Mexico Ambush

On Nov. 6, 2019, BBC reported that nine U.S. citizens were killed in an attack carried out by a suspected drug cartel in northern Mexico. The attack occurred earlier in the week on Monday, Nov. 4, 2019. Three women and six children were killed when the gunman attacked.

The motives behind the attack remain unclear. However, officials speculate that it may have been a case of mistaken identity.

Those killed were part of a larger group of three mothers and their 14 children. Each group had a different destination, but they decided to drive together for safety reasons. Rhonita Maria Miller was one of the mothers killed in the attacked; she was burned in her vehicle.

The youngest victims were the eight-month-old twins, Titus and Tiana, belonging to Miller. Two of her other children died in the attack, 12-year-old Howard and 10-year-old Krystal.

Christine Marie Langford Johnson, age 31, died in the second vehicle that was attacked. Her seven-month-old daughter, Faith, was uninjured. In the third vehicle, 43-year-old Dawna Ray Langford was killed alongside her two sons, Trevor and Rogan, who were 11 and 3 years old respectively.

Super Storm

The Super Typhoon Halong is raging in the Northwest Pacific; it is the third Category 5 equivalent status in the Pacific this year, reported The Washington Post. On Tuesday, Nov. 5, 2019, the storm peaked at 180 miles per hour, making it the most intense storm of the season thus far. This is one of the strongest storms observed from satellite.

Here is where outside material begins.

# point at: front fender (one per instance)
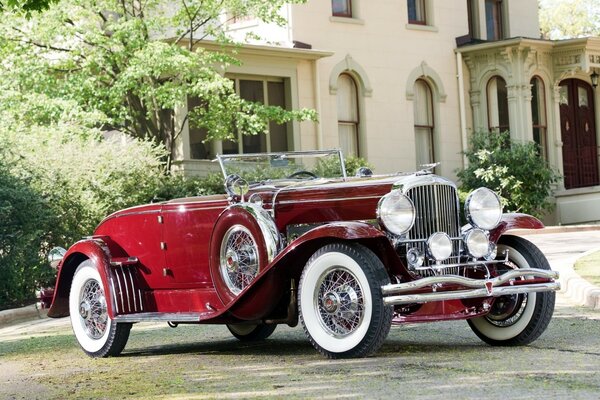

The storm is not set to hit land; however, other tropical cyclones are wading through the Pacific and threatening to make landfall.

The Washington Post reported, “Halong is a beast of a storm, albeit a weakening one.”

Overnight, from Monday to Tuesday, the storm rapidly grew in intensity and ferocity. The 180-miles-per-hour winds lasted for one sustained minute. The gusts of the storm have been reported to reach as high as 220 miles per hour. Videos of the storm's shift to a Category 5 can be found on Twitter.

The Weather Network reports that as the storm heads for cooler and more open waters, its strength will die down and become less severe.

Vaping Illness Discovery

CNN has reported an update in regards to what is causing vaping-related illnesses. The U.S.'s Centers for Disease Control and Prevention (CDC) stated that vitamin E acetate in combination with THC may be to blame for the outbreaks.

Dr. Anne Schuchat, the principal deputy director of the CDC, says that this is a breakthrough in the investigation.

Schuchat is quoted in saying, “These new findings are significant. We have a strong culprit.”

There is still a lot of work to do, and the CDC is continuing to test for the effects of other chemicals as there may be multiple causes. Twenty-nine of the patients who fell ill due to vaping-related illness were found to have vitamin E acetate.

Dr. James Pirkle, a member of the CDC, described vitamin E acetate as a very sticky substance. When a substance such as that gets into the lungs, it can linger for a significant time.

As the investigation is still underway, the CDC is advising people to refrain from using all vaping products with THC; this is regardless of where they are purchased. Many of the products that patients have used have been bought online, however, there are still unknown causes that are being looked into.